The post-9/11 argument was not over whether cowardice is bad; it was over whether the attackers fit the description. Same with murder: all sensible people agree that it is bad, and that is exactly what makes it important to know whether any particular case constitutes a murder. In both cases the doubt is not about whether the activity is bad but whether an individual instance fits the definition.
Yep, the natural law is clear to all who do not deceive themselves. James, you and I know what a coward is. We know the difference between righteous anger and a selfish regard for one's own prerogatives. We know it is good to help a poor man. We know it is bad to harm an innocent person. The list of things we know (just like it was programmed in our DNA) is long.
Perhaps, but I think the difference between us is that I believe such traits are gene-inheritability survival traits designed to perpetuate the species. Just as I believe religion descends from schizophrenic-like social control mechanisms man has evolved past using.
It's all in the 99% of our genetic code we share with the monkeys, Hunter. It's all about the monkeys. And why not? Monkeys are good.
No, Tlaloc, the natural law is universal. We all know it, but you and I both know that we can deny reality. Isn't that the whole premise of your group's "reality based community?" -- that some people are refusing to face facts?
Wow, Hunter, way to change the entire meaning of "reality-based community." That isn't the Left's name for itself, that term was coined by the Bush White House. The whole crux of which was as "faith-based" the Bush Administration, and by extension, the Right, "create our own realities." The Left, by implication was "reality-based" because it was limited to what IS and don't "create their own realities."
But nice try muddling the issue. Play again next time.
You're trying to tell me that we can't agree on what a murder is or what stealing is? How can that be? Have you denied your own moral compass so thoroughly that you don't know what these things are?
Read C.S. Lewis' The Abolition of Man. I think he might convince you that the natural law is extremely cross-cultural.
There is no doubt at all that certain moral practices contribute to the success of a cultural group. That fact doesn't at all speak to whether or not there exists a natural law of which we are all primally aware.

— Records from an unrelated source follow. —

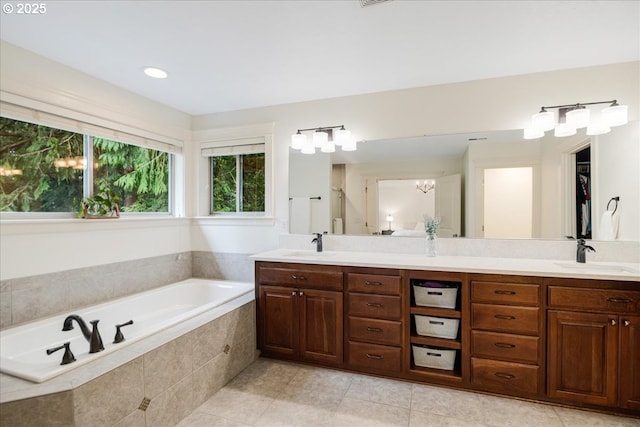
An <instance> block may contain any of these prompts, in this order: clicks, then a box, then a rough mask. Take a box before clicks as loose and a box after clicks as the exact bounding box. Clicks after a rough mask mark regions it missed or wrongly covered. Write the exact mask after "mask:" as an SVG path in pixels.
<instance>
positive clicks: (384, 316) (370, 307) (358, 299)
mask: <svg viewBox="0 0 640 427" xmlns="http://www.w3.org/2000/svg"><path fill="white" fill-rule="evenodd" d="M401 308H402V305H401V303H400V297H394V296H388V295H373V294H355V293H349V315H351V316H360V317H377V318H382V319H391V320H400V315H401V311H402V310H401Z"/></svg>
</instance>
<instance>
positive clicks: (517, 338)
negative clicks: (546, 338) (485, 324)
mask: <svg viewBox="0 0 640 427" xmlns="http://www.w3.org/2000/svg"><path fill="white" fill-rule="evenodd" d="M538 341H539V338H538V337H527V336H524V335H511V334H501V333H497V332H483V331H472V332H471V352H472V354H473V355H474V356H481V357H487V358H498V359H503V360H505V359H506V360H511V361H514V362H524V363H534V364H537V363H538Z"/></svg>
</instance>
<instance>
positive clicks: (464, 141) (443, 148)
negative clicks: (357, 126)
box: [289, 121, 640, 241]
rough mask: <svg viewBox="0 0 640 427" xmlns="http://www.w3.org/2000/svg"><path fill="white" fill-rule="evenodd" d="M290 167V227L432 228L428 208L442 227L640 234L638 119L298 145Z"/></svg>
mask: <svg viewBox="0 0 640 427" xmlns="http://www.w3.org/2000/svg"><path fill="white" fill-rule="evenodd" d="M289 174H290V175H289V177H290V181H289V199H290V200H289V206H290V212H289V215H290V232H291V233H303V234H306V233H312V232H322V231H327V232H329V233H333V234H356V235H384V236H424V228H423V226H422V221H423V215H424V214H428V215H430V216H436V217H439V218H440V219H441V226H440V229H439V235H441V236H442V237H474V238H544V239H565V238H567V237H573V238H576V237H584V238H592V239H596V240H612V239H615V240H625V241H639V240H640V224H639V221H638V212H640V124H639V122H637V121H635V122H630V123H628V124H626V125H624V126H619V127H615V128H612V130H611V132H610V133H607V134H604V135H599V136H588V135H586V134H585V132H584V130H582V131H578V133H577V134H576V135H574V136H571V137H565V138H555V137H554V136H553V135H552V132H547V135H546V136H545V137H543V138H540V139H538V140H524V139H523V137H522V130H520V129H518V130H510V131H496V132H481V133H468V134H457V135H434V136H420V137H412V138H398V139H385V140H377V141H362V142H360V143H359V144H358V150H357V151H354V152H340V149H338V150H337V151H336V152H335V153H331V154H327V153H319V152H318V153H316V154H313V155H307V154H301V153H300V152H299V151H294V150H291V152H290V157H289ZM616 197H617V198H619V200H618V201H616V202H615V203H614V202H612V199H614V198H616ZM616 205H617V209H616ZM614 209H616V218H615V219H616V221H617V223H618V229H617V232H616V235H615V236H611V235H610V233H607V230H606V229H605V228H606V227H605V228H603V223H602V221H605V219H606V218H604V217H606V216H607V215H606V214H605V213H606V212H607V211H608V210H609V211H613V210H614Z"/></svg>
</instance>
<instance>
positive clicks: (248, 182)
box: [211, 154, 265, 213]
mask: <svg viewBox="0 0 640 427" xmlns="http://www.w3.org/2000/svg"><path fill="white" fill-rule="evenodd" d="M264 169H265V168H264V154H246V155H240V156H219V157H212V160H211V175H212V180H211V181H212V187H213V197H212V201H211V203H212V206H211V212H213V213H221V212H264ZM238 195H240V196H239V197H240V201H241V203H240V206H236V204H237V197H238Z"/></svg>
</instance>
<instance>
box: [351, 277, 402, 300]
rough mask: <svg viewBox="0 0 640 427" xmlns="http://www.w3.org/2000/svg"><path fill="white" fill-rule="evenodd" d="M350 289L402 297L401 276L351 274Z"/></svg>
mask: <svg viewBox="0 0 640 427" xmlns="http://www.w3.org/2000/svg"><path fill="white" fill-rule="evenodd" d="M348 289H349V290H350V291H354V292H367V293H372V294H385V295H400V276H382V275H377V274H358V273H349V275H348Z"/></svg>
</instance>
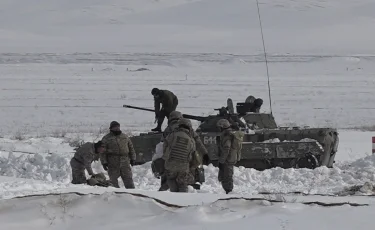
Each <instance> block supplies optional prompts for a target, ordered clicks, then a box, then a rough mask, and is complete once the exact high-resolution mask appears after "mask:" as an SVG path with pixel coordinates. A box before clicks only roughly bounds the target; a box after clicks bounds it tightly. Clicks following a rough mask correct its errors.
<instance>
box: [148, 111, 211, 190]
mask: <svg viewBox="0 0 375 230" xmlns="http://www.w3.org/2000/svg"><path fill="white" fill-rule="evenodd" d="M180 119H183V116H182V113H181V112H179V111H173V112H171V114H170V117H169V120H168V126H167V128H166V129H165V130H164V132H163V136H162V142H163V141H164V140H165V138H166V137H167V136H168V135H169V134H170V133H172V132H173V131H174V130H175V129H176V128H177V127H178V124H179V123H178V122H179V121H180ZM187 121H189V120H187ZM189 124H190V136H191V137H193V139H194V141H195V145H196V147H197V150H198V151H196V152H195V153H194V154H193V159H192V162H190V171H191V173H192V175H193V176H195V175H196V170H197V168H198V167H199V165H201V164H202V158H203V156H204V155H207V154H208V151H207V149H206V147H205V146H204V144H203V143H202V141H201V139H200V137H199V135H198V134H197V132H195V131H194V130H193V128H192V126H191V123H190V121H189ZM157 161H162V159H157V160H155V161H154V162H155V164H154V165H155V166H156V165H160V164H158V162H157ZM154 162H153V163H154ZM197 179H199V178H197ZM191 186H193V187H194V188H195V189H199V188H200V186H199V185H197V184H195V183H193V184H191ZM168 189H169V187H168V184H167V178H166V175H165V174H161V175H160V188H159V191H166V190H168Z"/></svg>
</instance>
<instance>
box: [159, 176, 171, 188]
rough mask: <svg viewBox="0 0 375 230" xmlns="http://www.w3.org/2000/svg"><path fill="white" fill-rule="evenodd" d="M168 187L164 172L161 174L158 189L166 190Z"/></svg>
mask: <svg viewBox="0 0 375 230" xmlns="http://www.w3.org/2000/svg"><path fill="white" fill-rule="evenodd" d="M168 189H169V186H168V179H167V176H166V175H165V174H163V175H161V177H160V188H159V191H167V190H168Z"/></svg>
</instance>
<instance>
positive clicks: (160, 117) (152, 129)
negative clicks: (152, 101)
mask: <svg viewBox="0 0 375 230" xmlns="http://www.w3.org/2000/svg"><path fill="white" fill-rule="evenodd" d="M151 93H152V95H154V107H155V117H156V118H157V119H158V126H157V127H156V128H155V129H152V131H160V130H161V126H162V124H163V122H164V119H165V117H167V118H169V114H170V113H171V112H172V111H175V110H176V108H177V105H178V98H177V96H176V95H174V94H173V93H172V92H171V91H169V90H159V89H157V88H154V89H153V90H152V91H151ZM156 95H158V97H155V96H156ZM160 104H162V108H161V109H160Z"/></svg>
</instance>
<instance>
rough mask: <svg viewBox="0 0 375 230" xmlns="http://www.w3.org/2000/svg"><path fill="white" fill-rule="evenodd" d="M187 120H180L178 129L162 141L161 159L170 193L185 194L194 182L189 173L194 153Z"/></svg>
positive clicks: (191, 176) (188, 124)
mask: <svg viewBox="0 0 375 230" xmlns="http://www.w3.org/2000/svg"><path fill="white" fill-rule="evenodd" d="M190 124H191V123H190V121H189V120H187V119H184V118H182V119H180V121H179V124H178V127H177V128H176V129H175V130H174V132H172V133H171V134H169V135H168V136H167V137H166V139H165V140H164V145H163V159H164V160H165V173H166V176H167V183H168V186H169V188H170V191H171V192H187V191H188V185H189V184H192V183H193V182H194V177H193V175H191V173H190V168H189V166H190V161H191V158H192V154H194V151H195V141H194V139H193V138H192V137H191V136H190V132H191V126H190Z"/></svg>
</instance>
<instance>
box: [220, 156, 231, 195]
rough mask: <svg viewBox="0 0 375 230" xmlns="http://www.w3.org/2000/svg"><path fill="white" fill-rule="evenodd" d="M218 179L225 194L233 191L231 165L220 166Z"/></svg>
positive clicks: (228, 164) (226, 164)
mask: <svg viewBox="0 0 375 230" xmlns="http://www.w3.org/2000/svg"><path fill="white" fill-rule="evenodd" d="M218 179H219V181H220V182H221V186H222V187H223V189H224V190H225V192H226V193H229V192H231V191H232V190H233V164H228V163H224V164H220V165H219V175H218Z"/></svg>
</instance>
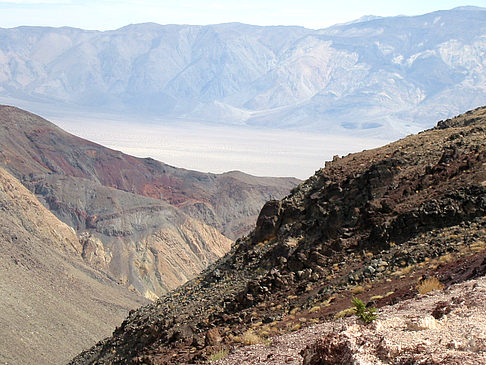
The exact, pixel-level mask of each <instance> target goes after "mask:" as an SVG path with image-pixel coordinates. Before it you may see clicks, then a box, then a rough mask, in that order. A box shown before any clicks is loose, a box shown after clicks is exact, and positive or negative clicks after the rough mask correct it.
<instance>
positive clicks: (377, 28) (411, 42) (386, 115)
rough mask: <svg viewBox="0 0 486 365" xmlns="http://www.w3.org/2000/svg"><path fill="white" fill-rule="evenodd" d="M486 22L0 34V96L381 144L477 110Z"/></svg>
mask: <svg viewBox="0 0 486 365" xmlns="http://www.w3.org/2000/svg"><path fill="white" fill-rule="evenodd" d="M485 21H486V12H485V11H484V9H483V8H474V7H471V8H464V7H463V8H456V9H451V10H444V11H437V12H433V13H429V14H424V15H420V16H413V17H407V16H396V17H385V18H368V19H361V20H360V21H357V22H352V23H348V24H339V25H335V26H332V27H329V28H326V29H320V30H311V29H305V28H302V27H282V26H278V27H260V26H252V25H247V24H240V23H229V24H216V25H207V26H191V25H159V24H153V23H149V24H133V25H129V26H126V27H123V28H120V29H117V30H111V31H105V32H98V31H89V30H81V29H74V28H67V27H63V28H49V27H18V28H13V29H0V37H1V38H2V39H3V41H2V43H1V44H0V97H6V98H9V97H10V98H16V99H14V100H15V101H17V102H19V103H24V104H23V105H27V107H28V108H29V109H31V110H33V109H32V108H34V107H36V108H39V104H41V105H42V104H43V106H42V107H40V108H41V109H42V108H43V109H45V110H49V109H51V110H52V109H54V108H56V109H57V110H59V111H62V110H66V109H68V110H69V109H73V108H74V109H77V110H79V111H81V112H83V111H90V110H91V111H92V110H98V111H100V110H105V111H112V112H114V113H115V114H116V113H122V114H124V113H134V114H135V115H137V118H140V116H143V118H147V119H149V120H154V116H158V117H160V116H164V117H167V118H168V119H172V120H174V119H175V118H177V120H180V119H185V120H199V121H202V122H203V123H208V122H219V123H226V124H237V125H241V124H244V125H248V126H252V127H257V128H259V127H261V126H268V127H271V128H278V129H289V128H292V129H300V130H307V131H310V132H311V133H316V132H325V133H327V134H329V133H331V134H341V135H342V134H344V135H350V134H354V135H358V136H363V135H368V136H370V135H372V136H380V137H382V136H386V138H387V139H388V140H391V139H394V138H397V136H403V135H405V134H406V133H410V131H418V130H420V129H423V128H425V127H429V126H431V125H432V124H433V123H434V122H435V121H436V120H438V119H440V118H447V117H449V116H452V115H455V114H457V113H460V112H463V111H465V110H468V109H471V108H474V107H477V106H479V105H482V104H483V103H484V100H485V98H486V89H485V87H484V85H485V81H486V72H485V70H486V69H485V64H484V52H485V49H486V43H485V41H484V34H485V28H484V24H485ZM14 100H11V101H8V102H9V103H13V102H14ZM33 101H34V103H33ZM35 102H38V103H39V104H37V105H36V104H35ZM36 111H37V112H40V110H36Z"/></svg>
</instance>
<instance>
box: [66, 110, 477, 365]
mask: <svg viewBox="0 0 486 365" xmlns="http://www.w3.org/2000/svg"><path fill="white" fill-rule="evenodd" d="M485 137H486V108H479V109H476V110H474V111H471V112H468V113H466V114H464V115H461V116H458V117H456V118H454V119H450V120H446V121H440V122H439V123H438V125H437V127H436V128H434V129H431V130H427V131H425V132H422V133H419V134H417V135H411V136H409V137H407V138H404V139H402V140H399V141H397V142H395V143H391V144H389V145H387V146H384V147H382V148H378V149H375V150H369V151H364V152H361V153H357V154H350V155H348V156H345V157H343V158H336V159H334V160H333V161H332V162H329V163H327V164H326V166H325V168H322V169H321V170H319V171H317V172H316V174H315V175H314V176H312V177H310V178H309V179H308V180H307V181H305V182H304V183H302V184H301V185H299V186H298V187H297V188H295V189H293V190H292V192H291V194H290V195H289V196H287V197H286V198H284V199H283V200H281V201H277V200H274V201H270V202H268V203H267V204H266V205H265V206H264V208H263V209H262V211H261V213H260V216H259V218H258V221H257V224H256V228H255V230H254V231H253V232H252V233H251V234H250V235H249V236H247V237H243V238H241V239H239V240H237V241H236V243H235V245H234V246H233V248H232V250H231V252H230V253H228V254H227V255H226V256H225V257H224V258H222V259H220V260H219V261H217V262H216V263H215V264H214V265H212V266H211V267H210V268H208V269H207V270H206V271H204V272H203V273H202V275H201V276H199V277H198V278H196V279H194V280H192V281H190V282H188V283H187V284H185V285H183V286H182V287H181V288H179V289H177V290H175V291H173V292H171V293H169V294H168V295H166V296H164V297H163V298H160V299H159V300H158V301H157V302H156V303H154V304H152V305H150V306H147V307H144V308H141V309H140V310H138V311H136V312H135V313H132V314H131V315H130V316H129V317H128V318H127V319H126V320H125V321H124V322H123V323H122V324H121V325H120V327H118V328H117V329H116V330H115V331H114V333H113V335H112V337H110V338H107V339H105V340H104V341H102V342H100V343H98V344H97V345H96V346H94V347H93V348H91V349H90V350H88V351H85V352H84V353H82V354H80V355H79V356H77V357H76V358H75V359H74V360H73V362H72V363H73V364H87V363H92V362H94V361H102V362H112V363H125V362H127V361H128V362H133V363H144V364H145V363H153V364H172V363H183V362H202V361H204V360H205V359H208V358H209V357H210V356H211V355H212V354H214V353H216V352H218V351H224V350H228V349H230V348H232V347H234V346H239V345H241V344H242V343H251V341H260V342H264V343H271V339H270V340H268V341H267V340H266V338H269V337H271V336H274V335H277V334H282V333H288V332H292V331H295V330H297V329H299V328H301V327H304V326H308V325H309V324H312V323H318V322H321V321H325V320H330V319H331V320H332V319H333V318H337V317H339V316H344V315H346V313H348V314H349V310H348V312H346V311H344V312H340V311H341V310H343V309H347V308H349V305H350V300H351V298H352V297H353V296H356V295H359V296H360V297H361V298H363V300H365V301H369V300H373V303H371V304H372V305H377V306H378V307H380V306H383V305H385V304H390V303H397V302H400V301H401V300H404V299H409V298H413V297H414V296H416V295H417V289H416V286H417V283H418V282H419V281H420V280H422V279H424V278H427V277H431V276H436V277H437V278H438V279H439V280H441V281H442V283H443V285H446V286H448V285H451V284H454V283H457V282H461V281H463V280H468V279H472V278H475V277H478V276H481V275H484V274H485V271H484V264H482V262H483V260H484V249H485V246H484V242H485V238H486V221H485V218H484V217H485V215H486V200H485V194H486V169H485V165H486V149H485V143H484V141H485ZM481 255H483V256H481ZM370 298H374V299H370ZM255 337H256V338H257V340H254V339H255ZM251 338H253V340H251ZM324 351H325V350H324Z"/></svg>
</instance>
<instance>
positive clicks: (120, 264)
mask: <svg viewBox="0 0 486 365" xmlns="http://www.w3.org/2000/svg"><path fill="white" fill-rule="evenodd" d="M0 122H1V123H0V131H1V133H0V165H2V166H4V167H5V168H6V169H7V170H8V171H10V172H11V173H12V174H14V175H15V176H16V177H17V178H18V179H19V180H20V181H21V182H22V183H23V184H24V185H25V186H26V187H28V188H29V190H31V191H32V192H34V193H35V194H36V196H37V197H38V198H39V199H40V200H41V201H42V202H43V203H44V205H45V206H46V207H48V208H49V209H50V210H51V211H52V212H53V213H54V214H55V215H56V216H57V217H58V218H59V219H60V220H62V221H63V222H64V223H66V224H68V225H70V226H71V227H73V228H74V229H75V231H76V233H77V234H78V236H80V239H81V243H82V245H83V247H82V252H83V257H84V258H85V259H86V261H87V262H88V263H89V264H91V265H92V266H93V267H95V268H97V269H100V270H103V271H105V272H106V273H108V274H109V275H111V276H112V277H114V278H115V279H116V280H118V282H120V283H122V284H123V285H125V286H126V287H129V288H132V289H134V290H136V291H137V292H139V293H140V294H142V295H144V296H146V297H147V298H150V299H155V298H156V297H158V296H160V295H162V294H164V293H166V292H167V291H169V290H171V289H174V288H176V287H177V286H179V285H181V284H183V283H184V282H186V281H187V280H188V279H190V278H192V277H194V275H196V274H197V273H199V272H200V271H201V270H203V269H204V268H206V267H207V266H208V265H209V263H211V262H214V261H215V260H216V259H217V258H219V257H221V256H223V255H224V254H225V253H226V252H228V251H229V249H230V247H231V240H230V239H229V238H228V237H234V236H235V235H240V234H244V233H247V231H248V230H249V227H250V226H251V225H253V224H254V222H255V221H256V218H257V214H258V211H259V209H260V208H261V206H262V205H263V204H264V202H265V201H266V200H268V199H271V198H275V197H281V196H284V195H285V194H287V193H288V191H289V190H290V189H291V188H292V187H293V186H295V184H296V183H297V182H298V180H297V179H293V178H260V177H254V176H250V175H246V174H243V173H240V172H229V173H225V174H220V175H215V174H204V173H199V172H196V171H189V170H184V169H178V168H175V167H172V166H168V165H165V164H163V163H161V162H158V161H155V160H153V159H150V158H147V159H140V158H135V157H132V156H129V155H126V154H123V153H121V152H119V151H114V150H111V149H108V148H105V147H103V146H100V145H98V144H95V143H92V142H89V141H86V140H83V139H81V138H78V137H76V136H73V135H71V134H69V133H66V132H64V131H63V130H61V129H60V128H58V127H56V126H55V125H53V124H52V123H49V122H48V121H46V120H44V119H42V118H40V117H38V116H36V115H34V114H31V113H28V112H25V111H22V110H20V109H17V108H14V107H8V106H0ZM223 233H224V234H226V235H227V236H228V237H227V236H225V235H223Z"/></svg>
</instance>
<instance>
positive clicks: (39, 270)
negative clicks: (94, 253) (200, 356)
mask: <svg viewBox="0 0 486 365" xmlns="http://www.w3.org/2000/svg"><path fill="white" fill-rule="evenodd" d="M82 252H83V246H82V244H81V243H80V241H79V240H78V238H77V236H76V234H75V233H74V230H73V229H72V228H71V227H69V226H67V225H66V224H64V223H62V222H61V221H59V220H58V219H57V218H56V217H55V216H54V215H53V214H52V213H51V212H49V211H48V210H47V209H46V208H45V207H44V206H43V205H42V204H41V203H40V202H39V201H38V200H37V199H36V198H35V197H34V196H33V195H32V193H30V192H29V191H28V190H27V189H26V188H25V187H24V186H23V185H22V184H20V182H19V181H17V180H16V179H15V178H13V177H12V176H11V175H10V174H8V173H7V172H6V171H5V170H4V169H2V168H0V278H1V280H0V308H1V310H0V328H1V331H0V363H2V364H4V363H6V364H63V363H66V361H68V360H69V359H70V358H71V357H72V356H74V355H75V354H76V353H77V352H79V351H81V350H82V349H84V348H86V346H88V345H90V344H92V343H93V342H96V341H99V340H101V339H102V338H104V337H106V336H108V335H109V334H111V333H112V331H113V328H114V327H115V325H116V324H118V323H119V322H120V321H121V320H122V319H123V318H124V317H125V316H126V315H127V312H128V311H129V310H130V309H133V308H136V307H138V306H140V305H141V304H143V303H145V302H146V301H144V300H142V298H140V297H137V296H135V295H133V294H131V293H129V292H128V291H127V290H126V289H124V288H122V287H120V286H119V285H116V283H114V282H113V281H112V280H109V279H108V278H107V277H106V276H105V275H103V274H102V273H100V272H98V271H96V270H93V269H91V268H90V267H88V266H87V265H85V264H84V263H83V259H82V258H81V254H82Z"/></svg>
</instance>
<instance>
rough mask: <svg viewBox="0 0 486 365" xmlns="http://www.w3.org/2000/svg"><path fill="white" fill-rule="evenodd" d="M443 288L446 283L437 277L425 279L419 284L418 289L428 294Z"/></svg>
mask: <svg viewBox="0 0 486 365" xmlns="http://www.w3.org/2000/svg"><path fill="white" fill-rule="evenodd" d="M442 289H444V284H442V283H441V282H440V281H439V279H437V278H430V279H425V280H424V281H422V282H420V283H419V284H418V285H417V290H418V292H419V293H420V294H427V293H429V292H431V291H434V290H442Z"/></svg>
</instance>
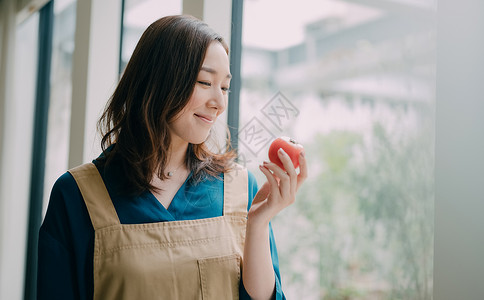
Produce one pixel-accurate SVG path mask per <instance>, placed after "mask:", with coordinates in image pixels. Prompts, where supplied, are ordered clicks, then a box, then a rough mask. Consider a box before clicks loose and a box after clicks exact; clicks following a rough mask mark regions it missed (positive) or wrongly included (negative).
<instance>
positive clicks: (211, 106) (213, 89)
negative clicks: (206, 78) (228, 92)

C.S. Lewis was writing from a Christian, Western-centric point of view. This is not to pass judgment on whether or not he was accurate, merely to point out that we must take into account every author's cultural bias.
Bias, in this case, does not indicate an active discrimination (which can occur) but whether or not the author recognizes that he or she evaluates other cultures' norms from the point of the cultural norms he or she ascribes to.
Many things affect cultural norms. I invite you to look at the work of Ronald Inglehart at UMich Ann Arbor and Pippa Norris of Harvard on how economic development affects notions of gender equality as just one example. It's pretty interesting, and indicates just how much other cultural factors play in so-called "universal" norms.
Believe it or not, T, I have a fairly vigorous set of things to do each day, so I expect readers who want to know more to go ahead and read something to which I refer once in a while if they are truly interested.